BBC's 1st woman commentator - Olga Collett

Episode 979,   Jan 11, 2015, 11:12 PM

Women on-air at the BBC were relatively rare in its early days. The tale is often told of the first female newsreader, Sheila Borrett, who was moved from the task after three months in the wake of bags of adverse mail, the majority written by women. In truth, the BBC was probably ahead of many organisations in those days, trying to push women forward to appropriate opportunities.

Olga Collett was another formidable early women broadcaster whose services were used by the Corporation. She’d held down a significant post at ICI, helping to manage 650 staff. At the BBC she became the first women to commentate at outside broadcasts, beginning, I believe in June 1937.
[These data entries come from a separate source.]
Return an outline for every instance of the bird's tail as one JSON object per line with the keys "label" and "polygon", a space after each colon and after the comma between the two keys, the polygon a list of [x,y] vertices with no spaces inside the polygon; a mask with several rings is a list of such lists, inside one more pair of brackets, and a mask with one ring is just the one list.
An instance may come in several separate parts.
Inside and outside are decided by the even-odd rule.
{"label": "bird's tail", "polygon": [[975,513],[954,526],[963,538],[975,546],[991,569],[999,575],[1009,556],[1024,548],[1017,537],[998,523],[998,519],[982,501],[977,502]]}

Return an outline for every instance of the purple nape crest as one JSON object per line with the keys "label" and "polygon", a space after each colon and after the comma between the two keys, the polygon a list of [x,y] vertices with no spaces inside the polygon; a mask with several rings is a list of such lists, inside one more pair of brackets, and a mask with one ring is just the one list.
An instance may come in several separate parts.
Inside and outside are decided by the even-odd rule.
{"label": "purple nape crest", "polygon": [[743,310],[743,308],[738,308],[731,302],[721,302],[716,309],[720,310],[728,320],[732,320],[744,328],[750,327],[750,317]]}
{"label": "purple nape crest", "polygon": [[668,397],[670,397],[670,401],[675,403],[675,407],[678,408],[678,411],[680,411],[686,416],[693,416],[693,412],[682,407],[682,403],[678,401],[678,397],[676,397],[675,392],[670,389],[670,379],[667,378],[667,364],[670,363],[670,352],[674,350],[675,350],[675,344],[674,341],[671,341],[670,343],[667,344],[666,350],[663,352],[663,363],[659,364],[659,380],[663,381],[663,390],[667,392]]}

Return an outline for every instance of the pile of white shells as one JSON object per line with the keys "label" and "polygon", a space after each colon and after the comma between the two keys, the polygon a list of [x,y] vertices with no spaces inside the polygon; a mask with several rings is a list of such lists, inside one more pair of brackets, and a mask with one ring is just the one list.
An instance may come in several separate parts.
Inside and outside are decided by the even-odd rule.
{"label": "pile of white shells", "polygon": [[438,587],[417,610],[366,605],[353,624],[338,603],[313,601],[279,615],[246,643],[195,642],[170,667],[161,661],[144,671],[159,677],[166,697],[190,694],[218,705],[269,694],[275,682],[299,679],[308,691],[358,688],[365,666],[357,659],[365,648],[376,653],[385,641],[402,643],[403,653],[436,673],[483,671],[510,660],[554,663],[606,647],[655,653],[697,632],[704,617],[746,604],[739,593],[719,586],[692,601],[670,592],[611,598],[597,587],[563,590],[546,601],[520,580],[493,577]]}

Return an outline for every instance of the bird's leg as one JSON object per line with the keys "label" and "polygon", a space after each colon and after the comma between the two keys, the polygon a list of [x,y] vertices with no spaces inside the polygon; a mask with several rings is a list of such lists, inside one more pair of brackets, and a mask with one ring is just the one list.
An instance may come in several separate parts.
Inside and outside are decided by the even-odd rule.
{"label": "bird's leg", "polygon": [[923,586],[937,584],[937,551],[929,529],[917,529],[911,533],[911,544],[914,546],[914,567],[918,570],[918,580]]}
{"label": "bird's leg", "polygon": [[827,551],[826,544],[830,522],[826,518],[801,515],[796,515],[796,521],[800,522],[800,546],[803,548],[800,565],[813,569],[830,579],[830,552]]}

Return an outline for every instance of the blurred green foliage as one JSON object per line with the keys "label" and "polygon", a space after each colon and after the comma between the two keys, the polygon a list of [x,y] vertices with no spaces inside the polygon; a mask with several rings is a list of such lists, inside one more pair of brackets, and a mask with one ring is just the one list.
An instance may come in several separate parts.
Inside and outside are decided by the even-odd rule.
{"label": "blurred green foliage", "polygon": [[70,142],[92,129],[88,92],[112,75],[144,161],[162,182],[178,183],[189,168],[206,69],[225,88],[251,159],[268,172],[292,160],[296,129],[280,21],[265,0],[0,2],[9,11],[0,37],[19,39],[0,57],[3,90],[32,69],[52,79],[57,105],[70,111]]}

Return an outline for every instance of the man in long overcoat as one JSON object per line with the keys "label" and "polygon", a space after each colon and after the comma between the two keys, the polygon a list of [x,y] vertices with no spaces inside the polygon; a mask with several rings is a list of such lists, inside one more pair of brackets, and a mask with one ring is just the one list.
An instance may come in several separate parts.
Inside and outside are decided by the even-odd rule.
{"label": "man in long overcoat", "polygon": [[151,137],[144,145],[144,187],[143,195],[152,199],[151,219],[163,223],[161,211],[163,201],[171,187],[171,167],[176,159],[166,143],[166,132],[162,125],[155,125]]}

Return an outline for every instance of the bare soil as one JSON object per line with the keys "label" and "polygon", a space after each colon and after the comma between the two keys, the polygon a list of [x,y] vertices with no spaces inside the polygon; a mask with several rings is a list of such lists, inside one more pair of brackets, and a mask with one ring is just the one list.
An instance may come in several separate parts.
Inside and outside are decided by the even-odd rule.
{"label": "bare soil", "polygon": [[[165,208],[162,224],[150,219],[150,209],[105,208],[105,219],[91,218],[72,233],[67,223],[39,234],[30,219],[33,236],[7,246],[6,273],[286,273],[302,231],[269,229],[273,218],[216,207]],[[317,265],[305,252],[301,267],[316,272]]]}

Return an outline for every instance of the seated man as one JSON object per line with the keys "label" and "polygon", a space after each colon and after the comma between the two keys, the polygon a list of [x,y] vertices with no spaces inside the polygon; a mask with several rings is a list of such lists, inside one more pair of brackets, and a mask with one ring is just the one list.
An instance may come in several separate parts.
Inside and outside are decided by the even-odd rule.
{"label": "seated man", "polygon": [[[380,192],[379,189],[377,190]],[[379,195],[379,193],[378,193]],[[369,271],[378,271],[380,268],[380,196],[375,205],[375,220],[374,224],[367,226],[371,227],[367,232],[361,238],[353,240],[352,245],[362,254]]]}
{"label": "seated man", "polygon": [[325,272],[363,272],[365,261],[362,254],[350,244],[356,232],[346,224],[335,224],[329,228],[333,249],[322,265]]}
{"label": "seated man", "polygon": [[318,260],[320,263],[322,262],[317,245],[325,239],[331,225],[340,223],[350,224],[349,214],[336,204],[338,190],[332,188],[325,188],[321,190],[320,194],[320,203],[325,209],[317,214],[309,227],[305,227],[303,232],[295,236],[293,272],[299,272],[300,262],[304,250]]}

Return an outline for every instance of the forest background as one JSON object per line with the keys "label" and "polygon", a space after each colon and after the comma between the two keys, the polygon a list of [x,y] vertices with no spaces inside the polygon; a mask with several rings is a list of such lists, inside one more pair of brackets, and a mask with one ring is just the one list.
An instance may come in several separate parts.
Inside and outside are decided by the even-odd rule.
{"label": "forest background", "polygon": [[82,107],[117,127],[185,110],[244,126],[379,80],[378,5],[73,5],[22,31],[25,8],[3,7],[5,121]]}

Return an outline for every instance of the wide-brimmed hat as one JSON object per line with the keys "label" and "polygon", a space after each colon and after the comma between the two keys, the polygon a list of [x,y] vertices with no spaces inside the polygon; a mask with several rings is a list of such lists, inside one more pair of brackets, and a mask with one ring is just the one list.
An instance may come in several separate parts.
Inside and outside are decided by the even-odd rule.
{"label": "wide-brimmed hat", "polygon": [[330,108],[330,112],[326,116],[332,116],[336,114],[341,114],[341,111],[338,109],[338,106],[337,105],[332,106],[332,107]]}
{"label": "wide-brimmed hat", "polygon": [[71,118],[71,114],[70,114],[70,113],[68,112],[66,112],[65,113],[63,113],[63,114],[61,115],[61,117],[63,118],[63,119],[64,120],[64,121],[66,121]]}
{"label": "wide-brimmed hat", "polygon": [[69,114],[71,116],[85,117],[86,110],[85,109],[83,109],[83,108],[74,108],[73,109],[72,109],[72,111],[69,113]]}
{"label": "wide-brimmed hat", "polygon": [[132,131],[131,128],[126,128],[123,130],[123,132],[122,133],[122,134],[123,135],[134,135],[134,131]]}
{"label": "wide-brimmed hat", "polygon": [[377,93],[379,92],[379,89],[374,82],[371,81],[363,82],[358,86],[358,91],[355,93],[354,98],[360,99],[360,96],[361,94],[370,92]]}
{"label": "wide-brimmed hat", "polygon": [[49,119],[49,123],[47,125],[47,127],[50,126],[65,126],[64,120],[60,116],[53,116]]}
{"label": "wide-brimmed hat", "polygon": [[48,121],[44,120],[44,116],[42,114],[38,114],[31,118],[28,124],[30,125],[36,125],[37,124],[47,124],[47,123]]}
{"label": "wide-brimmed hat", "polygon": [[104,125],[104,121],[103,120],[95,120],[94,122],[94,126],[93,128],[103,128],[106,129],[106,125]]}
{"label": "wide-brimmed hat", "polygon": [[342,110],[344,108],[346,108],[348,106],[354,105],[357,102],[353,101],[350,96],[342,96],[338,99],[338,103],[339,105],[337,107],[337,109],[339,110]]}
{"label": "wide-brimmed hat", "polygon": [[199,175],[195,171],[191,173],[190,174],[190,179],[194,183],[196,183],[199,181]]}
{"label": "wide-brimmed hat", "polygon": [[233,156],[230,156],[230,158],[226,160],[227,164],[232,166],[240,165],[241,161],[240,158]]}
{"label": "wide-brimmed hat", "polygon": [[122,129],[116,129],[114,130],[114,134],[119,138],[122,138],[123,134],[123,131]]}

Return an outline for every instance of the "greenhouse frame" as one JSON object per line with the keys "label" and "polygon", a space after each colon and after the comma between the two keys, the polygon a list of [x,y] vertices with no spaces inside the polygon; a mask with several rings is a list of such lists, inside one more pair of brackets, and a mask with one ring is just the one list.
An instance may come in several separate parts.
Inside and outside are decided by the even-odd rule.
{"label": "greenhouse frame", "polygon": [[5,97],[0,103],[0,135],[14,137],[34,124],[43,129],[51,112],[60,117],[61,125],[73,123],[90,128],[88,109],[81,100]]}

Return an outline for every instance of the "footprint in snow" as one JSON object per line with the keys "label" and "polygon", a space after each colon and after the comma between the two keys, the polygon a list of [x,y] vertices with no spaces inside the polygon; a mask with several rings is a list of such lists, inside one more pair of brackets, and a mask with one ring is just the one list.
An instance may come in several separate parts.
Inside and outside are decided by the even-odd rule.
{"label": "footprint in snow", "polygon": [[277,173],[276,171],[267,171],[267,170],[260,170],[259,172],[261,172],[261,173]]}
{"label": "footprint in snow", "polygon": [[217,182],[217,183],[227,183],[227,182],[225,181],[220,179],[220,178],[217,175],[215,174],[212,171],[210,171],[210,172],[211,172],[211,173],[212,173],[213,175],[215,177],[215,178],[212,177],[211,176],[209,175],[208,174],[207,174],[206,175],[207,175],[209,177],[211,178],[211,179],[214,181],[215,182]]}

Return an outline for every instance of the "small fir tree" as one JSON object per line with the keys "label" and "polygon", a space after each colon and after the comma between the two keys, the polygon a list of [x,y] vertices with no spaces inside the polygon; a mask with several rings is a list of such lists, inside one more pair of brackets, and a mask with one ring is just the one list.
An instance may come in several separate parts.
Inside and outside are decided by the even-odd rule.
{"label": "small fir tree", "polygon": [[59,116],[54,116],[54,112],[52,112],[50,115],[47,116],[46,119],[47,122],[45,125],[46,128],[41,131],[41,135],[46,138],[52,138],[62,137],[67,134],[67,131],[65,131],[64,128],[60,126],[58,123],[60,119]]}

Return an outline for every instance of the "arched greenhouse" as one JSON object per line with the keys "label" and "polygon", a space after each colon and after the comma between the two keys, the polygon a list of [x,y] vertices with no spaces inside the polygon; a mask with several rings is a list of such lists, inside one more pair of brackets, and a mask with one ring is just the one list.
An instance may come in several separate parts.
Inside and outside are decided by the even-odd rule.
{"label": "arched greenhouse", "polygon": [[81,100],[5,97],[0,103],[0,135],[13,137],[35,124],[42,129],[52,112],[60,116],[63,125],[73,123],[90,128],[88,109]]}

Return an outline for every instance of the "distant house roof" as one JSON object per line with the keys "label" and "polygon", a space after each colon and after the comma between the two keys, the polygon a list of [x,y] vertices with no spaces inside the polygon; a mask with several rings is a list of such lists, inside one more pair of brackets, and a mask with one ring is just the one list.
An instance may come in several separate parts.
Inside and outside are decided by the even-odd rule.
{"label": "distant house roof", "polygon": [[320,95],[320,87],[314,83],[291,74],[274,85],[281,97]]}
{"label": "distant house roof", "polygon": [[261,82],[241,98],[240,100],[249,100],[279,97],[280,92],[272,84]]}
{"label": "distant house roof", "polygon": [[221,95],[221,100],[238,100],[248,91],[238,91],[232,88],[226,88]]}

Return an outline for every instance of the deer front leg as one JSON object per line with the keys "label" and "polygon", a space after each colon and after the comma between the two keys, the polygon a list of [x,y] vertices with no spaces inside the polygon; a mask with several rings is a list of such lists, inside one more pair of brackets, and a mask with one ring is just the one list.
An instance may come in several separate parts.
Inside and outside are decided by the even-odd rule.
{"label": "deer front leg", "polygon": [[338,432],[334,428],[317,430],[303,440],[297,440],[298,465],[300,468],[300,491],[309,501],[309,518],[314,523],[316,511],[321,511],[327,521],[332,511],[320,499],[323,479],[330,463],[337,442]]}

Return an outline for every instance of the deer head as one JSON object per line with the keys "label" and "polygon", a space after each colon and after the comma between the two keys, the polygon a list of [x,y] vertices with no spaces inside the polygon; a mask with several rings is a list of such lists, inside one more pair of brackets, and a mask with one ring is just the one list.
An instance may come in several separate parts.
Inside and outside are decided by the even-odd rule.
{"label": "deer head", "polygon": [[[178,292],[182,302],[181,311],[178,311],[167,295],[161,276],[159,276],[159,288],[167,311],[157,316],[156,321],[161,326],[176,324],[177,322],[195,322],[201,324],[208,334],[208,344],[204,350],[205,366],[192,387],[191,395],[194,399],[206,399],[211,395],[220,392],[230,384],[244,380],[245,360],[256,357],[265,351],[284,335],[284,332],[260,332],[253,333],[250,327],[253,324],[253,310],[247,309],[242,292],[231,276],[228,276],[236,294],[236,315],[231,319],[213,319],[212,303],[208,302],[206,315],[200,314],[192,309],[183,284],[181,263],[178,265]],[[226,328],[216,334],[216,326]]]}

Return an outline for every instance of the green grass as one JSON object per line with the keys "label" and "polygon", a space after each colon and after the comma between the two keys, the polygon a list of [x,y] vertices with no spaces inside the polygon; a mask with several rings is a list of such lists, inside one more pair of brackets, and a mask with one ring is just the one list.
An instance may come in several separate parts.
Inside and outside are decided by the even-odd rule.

Like so many gifted commentators, she excelled at ‘filling’. On 21st March 1939, along with John Snagge, Olga was notably charged with commentating at a Command Performance at Covent Garden , in honour of the visit by the French President and Mme Lebrun. The press reported they would ‘describe the scene in the auditorium’. When the special guests arrived fashionably late, Olga rose to the challenge of filling for 35 minutes. She was, rightly, later applauded for her own performance.

Here, enjoy hearing Olga reflecting on her art in 1983, albeit taking exception to the questions from the interviewer, John Lane. The press, who dubbed her ‘the woman commentator’, had suggested she had commentated on Ascot ‘from a woman’s point of view’ and John came to regret he’d leant on that quote.